I could misunderstand the concept myself since I'm pretty new to the world of asynchrony. But here is my take on what's going down.

So, we've got ourselves an asyncHandler:

function asyncHandler(cb) {
  return async function(req, res, next) {
    try {
      await cb(req, res, next);
    } catch(err) {
      res.render("error", { error: err })
    }
  };
}

Which is essentially just an empty template for plopping a callback of your choosing into, with the parameters request and response. Whatever callback we put in here will be run asynchronously through a try-catch block, but that's not the confusing part.

Now, as far as I understand it, we could actually put pretty much anything we want as a callback. It does not need the keyword async itself. The reason you need async-await can be seen in the callback from the original app.get block:

app.get('/', asyncHandler(async function(req, res){
  const users = await getUsers();
  res.render("index", { title: "Users", users: users.users });
})); 

As you can see here, the callback runs a function called getUsers and assigns its return value to the constant users. Let's have a look at getUsers:

function getUsers(){
  return new Promise(function(resolve, reject) {
    fs.readFile("data.json", "utf-8", function(err, data){
      if (err)
        reject(err);
      else {
        const users = JSON.parse(data);
        resolve(users);
      }
    });
  });
}

Here, we can see that getUsers returns a Promise.

Since we only want to render the page after we've received the parsed data from getUsers, we want to use the await keyword when calling getUsers in our original app.get block. And, since we want to use the await keyword, we need to make the entire callback an async function first.

Going back to the asyncHandler itself. Just because our template here is wrapped up as an async, doesn't mean that the function we pass through implicitly does the same. To do so, the callback we pass in must itself also be an async.

Hope this helps! And, if I'm wrong, I hope someone will let me know, so I know what to do next time.

Stay safe,

I tried to write the asyncHandler function before it was explained and failed miserably. I watched the entire video and still wasn't fully understanding what I was writing. After looking at the errors in the terminal I realised that the app.get function requires a callback function so the asyncHandler must return a function. If you try and run the callback within the asyncHandler only you will it will return a promise. From further studying the terminal errors I saw that the returning function must be passed the req and res objects to use them in the function passed to the error handler. I hope some of this is useful as I found that by attempting to write the code and looking carefully at the errors you are able to understand these problems much easier.

Appreciate the points, it gives us more depth.

William Mead
William Mead
9,937 Points

One of the confusing things about async and await is that they look simple. They look like regular synchronous code, and it is easy to forget that they are not. Once one function is getting something asynchronously, every function down the line needs to also run asynchronously.
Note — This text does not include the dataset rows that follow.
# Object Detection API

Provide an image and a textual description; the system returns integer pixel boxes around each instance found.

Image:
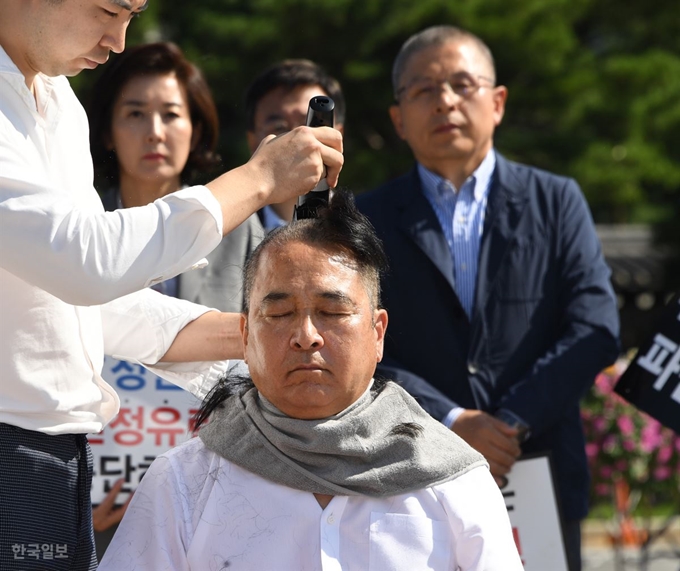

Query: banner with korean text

[88,356,200,504]
[614,293,680,434]
[501,454,568,571]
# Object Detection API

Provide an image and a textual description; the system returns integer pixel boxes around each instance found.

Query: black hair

[244,59,345,131]
[243,189,388,314]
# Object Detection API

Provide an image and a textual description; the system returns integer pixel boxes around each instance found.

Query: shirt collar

[0,46,61,116]
[418,149,496,206]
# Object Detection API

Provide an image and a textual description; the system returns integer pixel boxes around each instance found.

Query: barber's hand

[92,478,132,531]
[451,410,522,486]
[247,126,344,204]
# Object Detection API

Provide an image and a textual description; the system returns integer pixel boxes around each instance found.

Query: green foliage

[71,0,680,239]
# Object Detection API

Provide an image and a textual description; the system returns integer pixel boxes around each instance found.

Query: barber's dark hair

[243,189,388,315]
[88,42,220,190]
[244,59,345,131]
[392,26,496,98]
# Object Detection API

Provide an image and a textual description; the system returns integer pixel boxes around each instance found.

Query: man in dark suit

[357,26,618,570]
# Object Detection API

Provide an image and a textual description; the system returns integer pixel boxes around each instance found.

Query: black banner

[614,293,680,434]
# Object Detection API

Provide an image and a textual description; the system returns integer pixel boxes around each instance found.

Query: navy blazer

[357,154,619,520]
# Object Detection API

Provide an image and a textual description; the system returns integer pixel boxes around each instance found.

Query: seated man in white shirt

[99,192,522,571]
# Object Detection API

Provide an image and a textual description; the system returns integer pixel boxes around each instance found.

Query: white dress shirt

[99,438,523,571]
[0,47,227,434]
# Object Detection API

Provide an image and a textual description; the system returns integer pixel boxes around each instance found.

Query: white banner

[501,455,568,571]
[88,357,200,504]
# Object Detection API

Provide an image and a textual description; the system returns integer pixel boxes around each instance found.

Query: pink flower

[595,373,614,395]
[586,442,598,460]
[593,416,607,432]
[654,466,672,480]
[656,445,673,464]
[640,422,663,453]
[616,416,635,436]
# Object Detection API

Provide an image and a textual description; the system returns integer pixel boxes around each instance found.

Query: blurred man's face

[390,40,507,179]
[15,0,147,81]
[247,85,342,153]
[241,242,387,419]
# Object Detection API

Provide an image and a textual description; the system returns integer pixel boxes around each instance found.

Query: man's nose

[436,81,461,109]
[291,315,323,351]
[99,21,130,54]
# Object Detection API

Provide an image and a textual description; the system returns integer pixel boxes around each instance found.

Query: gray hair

[392,26,496,94]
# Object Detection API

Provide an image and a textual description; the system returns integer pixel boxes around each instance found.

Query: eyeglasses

[394,71,494,103]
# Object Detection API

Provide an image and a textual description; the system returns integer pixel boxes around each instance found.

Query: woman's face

[111,74,193,194]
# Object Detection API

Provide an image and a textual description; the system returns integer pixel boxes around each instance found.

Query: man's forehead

[404,38,486,76]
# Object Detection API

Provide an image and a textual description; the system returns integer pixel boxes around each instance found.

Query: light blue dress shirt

[418,150,496,319]
[418,149,496,427]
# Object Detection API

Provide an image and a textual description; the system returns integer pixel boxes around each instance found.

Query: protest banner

[88,356,200,505]
[501,454,568,571]
[614,293,680,434]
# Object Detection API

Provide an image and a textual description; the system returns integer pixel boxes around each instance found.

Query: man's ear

[374,309,387,363]
[246,131,260,155]
[389,105,406,140]
[493,85,508,127]
[239,313,248,364]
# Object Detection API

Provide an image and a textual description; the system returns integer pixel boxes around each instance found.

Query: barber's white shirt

[0,47,227,434]
[99,438,523,571]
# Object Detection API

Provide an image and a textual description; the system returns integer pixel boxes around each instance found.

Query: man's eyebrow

[260,291,290,306]
[109,0,149,12]
[260,290,356,307]
[318,290,356,306]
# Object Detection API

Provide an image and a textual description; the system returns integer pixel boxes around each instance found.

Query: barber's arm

[492,180,619,435]
[101,289,242,398]
[206,126,343,234]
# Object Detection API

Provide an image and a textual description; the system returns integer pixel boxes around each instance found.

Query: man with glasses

[358,26,618,569]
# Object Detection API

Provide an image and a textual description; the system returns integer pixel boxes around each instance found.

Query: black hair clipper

[293,95,335,220]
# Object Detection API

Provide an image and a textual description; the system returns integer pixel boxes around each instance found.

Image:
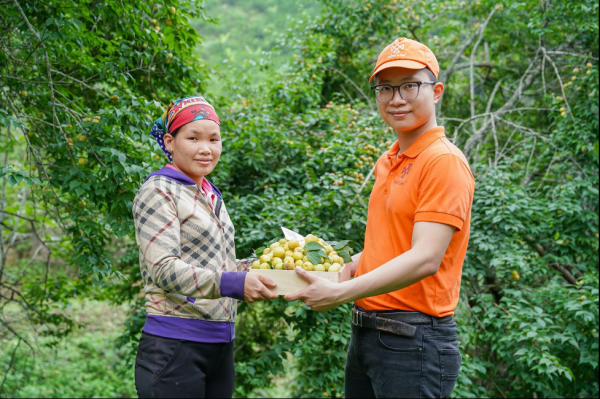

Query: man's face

[377,68,444,133]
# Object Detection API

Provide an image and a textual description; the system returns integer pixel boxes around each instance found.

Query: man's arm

[284,222,455,312]
[346,252,362,277]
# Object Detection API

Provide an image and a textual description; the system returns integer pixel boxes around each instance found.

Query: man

[285,38,475,397]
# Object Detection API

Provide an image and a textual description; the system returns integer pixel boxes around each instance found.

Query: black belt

[352,307,452,337]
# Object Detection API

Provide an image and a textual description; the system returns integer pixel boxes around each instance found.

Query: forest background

[0,0,599,398]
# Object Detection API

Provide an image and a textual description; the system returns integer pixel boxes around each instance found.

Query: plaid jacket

[133,167,249,335]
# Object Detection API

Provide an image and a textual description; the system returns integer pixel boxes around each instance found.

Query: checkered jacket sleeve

[235,258,256,272]
[133,179,223,299]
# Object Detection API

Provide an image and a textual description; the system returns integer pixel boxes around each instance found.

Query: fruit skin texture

[273,247,285,258]
[271,258,283,265]
[259,255,271,266]
[327,263,342,273]
[283,260,296,270]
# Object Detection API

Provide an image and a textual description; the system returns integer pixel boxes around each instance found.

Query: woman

[133,97,277,398]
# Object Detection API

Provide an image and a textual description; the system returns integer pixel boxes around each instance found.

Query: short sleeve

[414,154,475,230]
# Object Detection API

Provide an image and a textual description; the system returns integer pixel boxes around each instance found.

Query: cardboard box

[249,265,350,295]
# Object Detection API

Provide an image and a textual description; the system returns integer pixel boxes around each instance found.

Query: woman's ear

[433,82,444,104]
[163,133,175,153]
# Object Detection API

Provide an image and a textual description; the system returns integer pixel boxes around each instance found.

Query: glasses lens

[375,86,394,103]
[400,82,419,100]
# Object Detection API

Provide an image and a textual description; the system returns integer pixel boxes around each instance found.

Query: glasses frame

[371,81,437,103]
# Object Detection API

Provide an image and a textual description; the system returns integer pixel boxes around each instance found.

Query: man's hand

[283,267,344,312]
[244,273,277,303]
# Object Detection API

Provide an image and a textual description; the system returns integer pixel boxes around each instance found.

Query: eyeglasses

[371,82,437,103]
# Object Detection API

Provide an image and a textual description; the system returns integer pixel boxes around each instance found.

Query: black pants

[135,333,235,398]
[345,321,462,398]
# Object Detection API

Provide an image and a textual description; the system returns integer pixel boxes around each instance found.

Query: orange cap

[369,37,440,82]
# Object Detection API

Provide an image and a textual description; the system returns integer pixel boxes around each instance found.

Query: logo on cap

[392,41,404,53]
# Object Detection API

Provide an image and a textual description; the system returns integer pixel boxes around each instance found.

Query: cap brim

[369,60,427,82]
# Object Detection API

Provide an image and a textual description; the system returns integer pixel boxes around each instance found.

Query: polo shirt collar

[388,126,446,158]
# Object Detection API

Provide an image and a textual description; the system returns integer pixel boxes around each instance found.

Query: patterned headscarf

[150,96,221,163]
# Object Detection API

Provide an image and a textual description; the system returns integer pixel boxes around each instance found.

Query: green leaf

[338,251,352,263]
[306,251,321,265]
[333,240,350,251]
[304,241,324,251]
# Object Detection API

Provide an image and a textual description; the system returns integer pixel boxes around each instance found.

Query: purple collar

[144,166,223,199]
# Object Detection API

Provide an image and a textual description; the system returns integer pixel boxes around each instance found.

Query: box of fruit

[250,228,352,295]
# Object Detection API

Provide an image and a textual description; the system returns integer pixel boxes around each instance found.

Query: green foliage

[0,301,136,398]
[207,0,598,397]
[0,0,599,397]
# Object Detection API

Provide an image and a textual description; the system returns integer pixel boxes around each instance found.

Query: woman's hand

[244,273,277,303]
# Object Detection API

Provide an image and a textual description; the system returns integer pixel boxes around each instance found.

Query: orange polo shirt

[355,127,475,317]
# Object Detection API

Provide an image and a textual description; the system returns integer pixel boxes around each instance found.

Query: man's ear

[433,82,444,105]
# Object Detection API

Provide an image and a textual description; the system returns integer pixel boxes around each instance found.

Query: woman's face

[164,120,223,183]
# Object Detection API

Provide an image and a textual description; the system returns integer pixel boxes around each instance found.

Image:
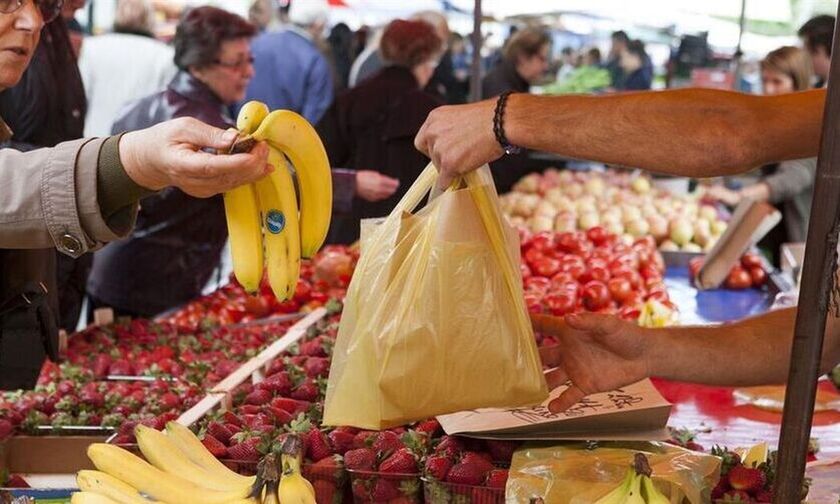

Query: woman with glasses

[88,7,256,317]
[318,20,443,243]
[0,0,267,390]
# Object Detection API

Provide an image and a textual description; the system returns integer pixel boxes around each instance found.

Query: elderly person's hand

[120,117,271,198]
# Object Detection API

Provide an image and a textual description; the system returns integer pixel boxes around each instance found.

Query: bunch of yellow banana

[71,422,262,504]
[224,101,332,301]
[595,453,671,504]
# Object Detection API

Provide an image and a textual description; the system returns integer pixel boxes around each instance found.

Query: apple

[669,218,694,246]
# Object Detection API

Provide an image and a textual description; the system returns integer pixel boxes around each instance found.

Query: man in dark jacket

[0,19,91,332]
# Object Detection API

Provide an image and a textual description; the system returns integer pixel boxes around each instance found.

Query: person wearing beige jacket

[0,0,270,390]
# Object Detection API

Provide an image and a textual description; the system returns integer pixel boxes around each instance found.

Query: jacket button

[58,233,82,254]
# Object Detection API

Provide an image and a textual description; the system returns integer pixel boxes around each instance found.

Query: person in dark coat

[0,15,91,332]
[88,7,256,317]
[481,28,551,194]
[318,20,443,243]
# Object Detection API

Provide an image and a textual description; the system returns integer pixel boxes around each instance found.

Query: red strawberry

[728,465,767,493]
[372,431,405,458]
[228,438,260,462]
[484,469,508,488]
[245,389,272,406]
[446,463,486,486]
[426,455,452,481]
[379,448,417,474]
[201,434,227,458]
[303,357,330,378]
[344,448,376,471]
[307,428,335,462]
[370,478,400,502]
[414,418,440,437]
[485,439,521,463]
[721,490,752,502]
[327,429,356,455]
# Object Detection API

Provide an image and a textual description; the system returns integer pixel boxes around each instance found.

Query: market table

[654,266,840,459]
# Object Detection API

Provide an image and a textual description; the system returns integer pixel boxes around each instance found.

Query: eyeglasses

[0,0,64,23]
[213,55,254,70]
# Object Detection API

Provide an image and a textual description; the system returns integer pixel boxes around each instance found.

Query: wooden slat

[773,11,840,504]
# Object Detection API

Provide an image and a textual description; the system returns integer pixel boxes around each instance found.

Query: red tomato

[741,252,764,270]
[543,292,577,317]
[749,266,767,287]
[582,280,610,311]
[586,226,609,246]
[688,256,706,279]
[724,264,752,290]
[607,278,633,303]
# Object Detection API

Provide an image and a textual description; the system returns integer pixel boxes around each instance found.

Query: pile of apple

[501,169,726,252]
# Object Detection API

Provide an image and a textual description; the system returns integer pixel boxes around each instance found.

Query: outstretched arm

[415,89,825,187]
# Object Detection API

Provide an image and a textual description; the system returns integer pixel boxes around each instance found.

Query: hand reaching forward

[531,313,650,413]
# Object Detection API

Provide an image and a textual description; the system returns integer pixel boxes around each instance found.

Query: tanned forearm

[504,89,825,178]
[648,308,840,386]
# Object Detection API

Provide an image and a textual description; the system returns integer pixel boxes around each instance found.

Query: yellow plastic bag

[506,442,720,504]
[324,165,548,429]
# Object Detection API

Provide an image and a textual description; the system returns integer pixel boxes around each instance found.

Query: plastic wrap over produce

[324,165,548,429]
[506,441,720,504]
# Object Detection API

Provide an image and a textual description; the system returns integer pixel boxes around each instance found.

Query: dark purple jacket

[88,71,233,317]
[318,66,442,243]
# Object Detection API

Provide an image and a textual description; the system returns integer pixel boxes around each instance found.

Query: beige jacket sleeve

[0,138,137,257]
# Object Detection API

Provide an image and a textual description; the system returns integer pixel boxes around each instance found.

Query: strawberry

[207,422,233,444]
[426,455,452,481]
[371,431,405,458]
[327,429,356,455]
[228,437,260,462]
[245,389,272,406]
[485,439,521,463]
[370,478,400,502]
[201,434,227,458]
[344,448,376,471]
[721,490,752,502]
[446,463,486,486]
[307,428,335,462]
[379,448,417,474]
[484,469,508,488]
[728,465,767,493]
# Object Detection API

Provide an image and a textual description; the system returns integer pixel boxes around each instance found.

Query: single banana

[255,148,300,301]
[253,110,332,258]
[236,100,268,135]
[70,492,120,504]
[87,443,249,504]
[642,476,671,504]
[134,424,251,497]
[76,470,157,504]
[595,469,636,504]
[166,422,256,486]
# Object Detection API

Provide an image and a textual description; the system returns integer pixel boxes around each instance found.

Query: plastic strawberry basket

[344,469,423,504]
[422,477,498,504]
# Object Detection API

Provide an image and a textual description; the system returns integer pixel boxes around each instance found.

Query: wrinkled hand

[531,313,650,413]
[414,100,504,188]
[120,117,271,198]
[356,170,400,202]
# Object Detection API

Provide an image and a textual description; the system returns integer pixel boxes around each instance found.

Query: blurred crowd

[0,0,834,330]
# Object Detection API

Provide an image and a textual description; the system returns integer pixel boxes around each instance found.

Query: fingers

[548,384,586,413]
[171,117,239,149]
[530,313,567,336]
[545,368,569,390]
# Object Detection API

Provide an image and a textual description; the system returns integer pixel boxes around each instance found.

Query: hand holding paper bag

[324,165,548,429]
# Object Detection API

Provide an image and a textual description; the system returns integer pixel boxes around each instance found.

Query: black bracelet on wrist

[493,91,522,154]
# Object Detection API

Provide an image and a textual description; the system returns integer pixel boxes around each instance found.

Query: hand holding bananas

[120,117,270,198]
[225,101,332,301]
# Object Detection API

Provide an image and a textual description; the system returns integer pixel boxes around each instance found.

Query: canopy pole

[773,5,840,504]
[470,0,484,102]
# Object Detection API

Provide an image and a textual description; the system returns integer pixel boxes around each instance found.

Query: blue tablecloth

[665,266,775,325]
I think Noah's comment above is good. I'm just adding that I think it is helpful to think of it as a chain of events.

I don't think the next is necessary as the function calls should always call the response object.

Also in a little confusion as we are 'tidying' things up by adding several layers of abstraction with anonymous functions, with multiple asyncs and awaits. I've placed the callback, in the handler. Pointless normally but done so we see the code altogether again.

function asyncHandler() {
  return async (req, res, next) => {
    try {
      await (async (req, res, next) => { // 'await'-ing on that cb function we put in 
        const users = await getUsers();
        res.render('index', {title: "Users", users: users.users});
      })
    } catch(err) {
      res.render('error', {error: err});
    }
  }
}

app.get('/', asyncHandler());

Hope this shows we are almost back to the way we looked originally.

Full disclosure: when I did this the code continues to search. I'm unsure if this is because I have mistyped or this is something to do with using middleware and not invoking the next() statement.